In science, they say, you are only as good as your last paper and last week, also, I had cause sharply to remind the Editor of the Sydney Morning Herald that by current measures of what he calls 'academic clout', research income and student demand, we are a very long way ahead of local competitors. Just as 'Man bites dog' is a more eye-catching headline than its natural alternative, so have we come to expect that 'Further success for Sydney University' makes reporters yawn. We expect also to be pardoned for the occasional statement of immodest fact.
Wentworth's words were readily to hand because I recently received the delightful gift of Robert A. Dallen's 1925 revised edition of The University of Sydney – Its History and Progress, first published in 1914. One may discern but slow evolution of the language of the New South Wales Parliament of 1849. Dallen writes "While there is at present the absence of hoary age in the buildings, every year gives time its opportunities for our University to gain more and more of the spirit of learning, and of the immortal atmosphere which pervades the Universities of Oxford and Cambridge." He was trying to explain academic clout.
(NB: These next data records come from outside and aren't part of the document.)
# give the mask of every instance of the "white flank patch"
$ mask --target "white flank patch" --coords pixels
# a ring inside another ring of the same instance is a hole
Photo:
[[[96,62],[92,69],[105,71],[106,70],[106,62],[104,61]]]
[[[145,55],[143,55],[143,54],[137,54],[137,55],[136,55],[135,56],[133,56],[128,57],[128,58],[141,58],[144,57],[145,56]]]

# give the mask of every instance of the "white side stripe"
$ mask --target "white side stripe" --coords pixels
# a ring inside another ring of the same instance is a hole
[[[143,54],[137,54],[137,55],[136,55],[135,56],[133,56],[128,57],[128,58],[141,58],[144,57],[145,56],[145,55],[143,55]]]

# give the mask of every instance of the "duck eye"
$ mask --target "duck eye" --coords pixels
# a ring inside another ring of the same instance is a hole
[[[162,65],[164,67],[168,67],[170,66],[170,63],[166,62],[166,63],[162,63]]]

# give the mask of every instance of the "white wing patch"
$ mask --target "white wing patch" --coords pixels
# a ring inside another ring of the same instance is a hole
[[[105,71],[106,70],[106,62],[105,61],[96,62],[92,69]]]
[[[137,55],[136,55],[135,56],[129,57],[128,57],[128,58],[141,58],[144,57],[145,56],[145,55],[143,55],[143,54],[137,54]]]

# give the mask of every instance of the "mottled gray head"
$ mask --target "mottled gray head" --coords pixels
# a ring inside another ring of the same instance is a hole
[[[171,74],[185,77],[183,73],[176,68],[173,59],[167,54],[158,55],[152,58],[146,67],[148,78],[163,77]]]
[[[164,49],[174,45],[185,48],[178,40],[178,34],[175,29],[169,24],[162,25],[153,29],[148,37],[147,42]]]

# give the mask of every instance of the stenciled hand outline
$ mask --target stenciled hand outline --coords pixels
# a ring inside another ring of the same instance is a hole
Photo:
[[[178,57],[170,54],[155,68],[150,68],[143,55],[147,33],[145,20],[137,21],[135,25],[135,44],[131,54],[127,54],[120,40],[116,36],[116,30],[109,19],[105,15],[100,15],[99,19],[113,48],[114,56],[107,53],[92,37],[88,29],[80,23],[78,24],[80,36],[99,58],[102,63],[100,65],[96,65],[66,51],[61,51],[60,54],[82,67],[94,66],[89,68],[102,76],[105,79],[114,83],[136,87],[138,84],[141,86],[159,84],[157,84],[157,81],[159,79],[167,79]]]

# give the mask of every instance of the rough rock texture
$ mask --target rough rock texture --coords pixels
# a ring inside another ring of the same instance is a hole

In truth, Dallen made me think at once of Mathew Arnold who recognised a sleepy Oxford when he saw one: "so unravaged by the fierce intellectual life of our century, so serene whispering from her towers the last enchantments of the Middle Age. Home of lost causes, and forsaken beliefs, and unpopular names, and impossible loyalties."
Charming though a long history can be, it is only through change, renewal and refocussing that a university can remain vibrant. That is why the young University of Sydney prefers to be recognised for its present achievements which are, by any benchmark, exceptional.